27.3.2011

About fighting match fixing by Declan Hill

His article in full here.

Another article with more emphasis in the RoPS case here:

Quoting Mr. Hill:

 ***

FIFA Early Warning System Congress and Seminar
25 March 2011  - 26 March 2011
Zurich, Switzerland

A good start, but almost totally useless.
Why?
Some of the people, but by no means everyone, in FIFA and the sports world, are corrupt. They know it. We know it. They know, we know it. Therefore, right from the beginning there is a credibility issue.
Two, most of the people actually giving speeches about fighting crime in sports know very little about crime and criminals. There is now a host of ‘consultants’ and ‘experts’ in sports corruption.
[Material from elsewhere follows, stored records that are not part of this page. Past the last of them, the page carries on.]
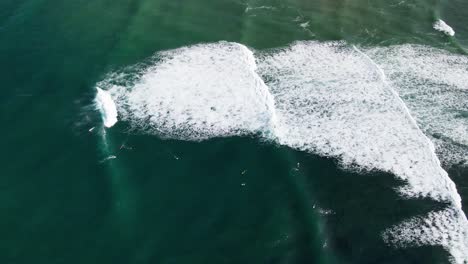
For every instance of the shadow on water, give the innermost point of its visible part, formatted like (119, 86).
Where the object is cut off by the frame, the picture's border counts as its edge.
(236, 201)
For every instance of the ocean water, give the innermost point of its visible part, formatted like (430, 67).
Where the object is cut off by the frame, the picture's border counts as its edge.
(228, 131)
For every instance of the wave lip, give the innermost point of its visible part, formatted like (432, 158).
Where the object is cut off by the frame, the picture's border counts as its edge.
(106, 107)
(441, 26)
(199, 92)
They know little.
Three, the most interesting people are from the private company that FIFA leaders founded ‘the Early Warning System’. For the most part, their executives are deeply honest and refreshingly forthright about the problems they face in monitoring gambling markets for corruption.
Their essential problem is that they are trying to figure out corruption in football matches just from watching the changes in the odds in the betting market. This like trying to spot insider trading from reading the stock market listings in the newspaper. You can get certain information (a stock moves sharply up or down), but it does not necessarily mean corruption.
They also have difficultly getting complete and accurate information from the Asian gambling markets, where most fixers place their bets even when fixing matches in other parts of the world.
They also have difficultly getting bookmakers to share who is placing the bets. This is key to really understanding whether there is corruption going on.

Fixers are also intelligent. They spend a lot of time hiding their bets – just fixing the underdog team means that there will be no unexpected movement in the bets. The EWS guys – or any other gambling monitoring – cannot detect these types of fixes, unless the fixers make a series of errors (which they usually do not). 

Finally, and this is key to understanding the entire FIFA seminar, even if the EWS spots a possible corrupt match – so what? FIFA has no investigators to investigate it. Interpol has no investigators to investigate it. The sports world in general has no investigators to investigate it. No matter what dramatic headlines declare, no matter what ‘consultants’ tell you, no matter what sports executives say in solemn tones at these types of seminars – until there is an International Agency to fight sports corruption these events will be for show only.